Affie inquires after the Byne Guild's involvement in Amaxine, and discovers that their employees are actually indentured servants; many, including her birth parents, were sent to the space station as work, but died due to the dangerous upper levels. Reath struggles with Jora's death against the Nihil, and discovers that Nan and her partner are actually part of the Nihil. The Jedi realize that the idols actually were repressing the idols and by sealing them together they let loose the dark force; Cohmac and Orla are angered when the Jedi Council is unwilling to take the risk and return to Amaxine to solve the problem. Cohmac, Orla and Reath rejoin the Vessel and go back to Amaxine. On the lower levels, exploring the place of Dez's death he is transported in a pod to a planet taken over by the carnivorous plant-like beings Drengir, and sees that Dez is alive and being tortured. They escape, while Cohmac and Orla fight off Drengir on Amaxine, which is revealed to be a powerful structure that can transport pods to anywhere across the galaxy; the Nihil, seeing this as a means to further their plans of disorder across the Republic, board the structure and engage in the conflict. After a battle in which Reath vents the Drengir and Nihil into space, the Vessel and its inhabitants return to Coruscant once more. Reath and the Jedi are disciplined, but lauded for saving Dez. Orla leaves as a Wayseeker. Cohmac agrees to become Reath's new master. Reath decides that he is not an adventurer but will gladly step into the unknown if it means that his exploits can be properly archived in history. Affie exposes Scover and Byne Guild, and Leox lets her become the new captain of the Vessel. Nan reports to Marchion Ro, who ensures her that the Jedi will be eliminated.

=== Twenty-five years earlier ===
Orla and Cohmac, with their masters, are sent to rescue kidnapped dignitaries from the Directorate, a spinoff of the Hutts. Cohmac's master is killed, but he is unable to properly mourn for him due to the strict Jedi rules; this opens a darker part of himself, and he begins to confront whether the separation between the light side and dark side is really as clear-cut as it seems. They rescue the dignitaries, but one is killed; Orla believes that had she followed her instincts and acting how the Jedi forced her to act, then she could've saved both lives. The Hutts rise in power from this incident. It also motivates Orla and Cohmac into where they end up by the end of the present-day narrative.

== Characters ==

- Reath Silas: Padawan to Jedi Master Jora Malli.

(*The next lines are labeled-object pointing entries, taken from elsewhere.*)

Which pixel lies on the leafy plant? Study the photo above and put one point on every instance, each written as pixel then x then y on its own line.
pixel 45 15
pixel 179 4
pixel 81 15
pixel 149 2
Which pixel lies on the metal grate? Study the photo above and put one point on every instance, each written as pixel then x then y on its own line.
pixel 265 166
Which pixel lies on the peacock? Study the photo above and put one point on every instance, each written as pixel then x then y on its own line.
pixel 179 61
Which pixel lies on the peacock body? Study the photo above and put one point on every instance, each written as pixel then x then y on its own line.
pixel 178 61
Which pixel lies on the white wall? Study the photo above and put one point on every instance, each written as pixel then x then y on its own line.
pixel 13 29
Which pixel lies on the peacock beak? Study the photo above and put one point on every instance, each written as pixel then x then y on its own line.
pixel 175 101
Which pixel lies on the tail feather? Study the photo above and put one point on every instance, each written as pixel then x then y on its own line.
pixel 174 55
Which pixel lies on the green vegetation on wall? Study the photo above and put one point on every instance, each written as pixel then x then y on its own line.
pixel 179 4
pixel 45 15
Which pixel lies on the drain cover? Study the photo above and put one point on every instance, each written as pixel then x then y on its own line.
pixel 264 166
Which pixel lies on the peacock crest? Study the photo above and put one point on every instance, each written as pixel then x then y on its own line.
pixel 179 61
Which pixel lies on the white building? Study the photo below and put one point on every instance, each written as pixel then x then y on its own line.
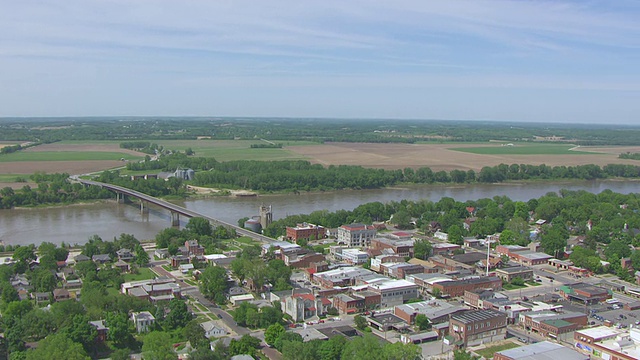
pixel 394 292
pixel 356 235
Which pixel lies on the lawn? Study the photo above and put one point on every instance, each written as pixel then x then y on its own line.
pixel 524 149
pixel 143 274
pixel 489 351
pixel 230 150
pixel 65 156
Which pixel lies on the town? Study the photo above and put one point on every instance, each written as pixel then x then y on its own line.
pixel 419 289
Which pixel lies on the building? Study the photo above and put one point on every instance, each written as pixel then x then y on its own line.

- Affie Hollow: Operator in the Byne Guild and co-pilot of the starship Vessel.
- Leox Gyasi: Pilot of the Vessel, a scoundrel.

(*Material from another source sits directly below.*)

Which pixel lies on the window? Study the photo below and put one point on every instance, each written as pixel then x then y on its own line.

- Geode: A Vintian resembling a tall stationary slab of rock, navigator of the Vessel.
- Cohmac Vitus: A Jedi Master known as a scholar and mystic.

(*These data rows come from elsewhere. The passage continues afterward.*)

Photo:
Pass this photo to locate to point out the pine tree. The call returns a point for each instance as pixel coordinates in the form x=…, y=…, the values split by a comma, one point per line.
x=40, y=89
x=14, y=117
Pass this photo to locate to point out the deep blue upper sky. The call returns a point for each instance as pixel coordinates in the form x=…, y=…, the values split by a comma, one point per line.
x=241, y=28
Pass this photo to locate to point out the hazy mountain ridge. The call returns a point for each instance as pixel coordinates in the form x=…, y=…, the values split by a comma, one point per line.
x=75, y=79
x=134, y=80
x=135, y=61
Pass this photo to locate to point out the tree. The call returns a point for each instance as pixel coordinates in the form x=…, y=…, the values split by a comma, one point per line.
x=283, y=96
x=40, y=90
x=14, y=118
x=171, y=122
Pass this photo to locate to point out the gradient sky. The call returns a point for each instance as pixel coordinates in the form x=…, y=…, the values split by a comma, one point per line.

- Orla Jareni: An Umbaran Jedi Master and Wayseeker.
- Dez Rydan: A Jedi Knight and Malli's first apprentice.

== Reception ==
Bryan Young, writing for /Film, called the novel "a hell of an experience from one of the best writers working in Star Wars," noting the expansive cast, quirky tone, and the ways it deepened the mystery of the universe. Young sardonically lauded the character Geode as "the runaway star of the book [despite being] a character who doesn't speak...if there is anything people will be talking about after this book, it's going to be Geode and how utterly charming and hilarious he is." Kofi Outlaw of Comicbook.com acclaimed the novel as being "chock-full of wit and humor" among the "offbeat collection of characters." Den of Geek said that "Into the Dark [...] is a good introduction to the High Republic era, and a fun but not particularly deep Jedi fantasy."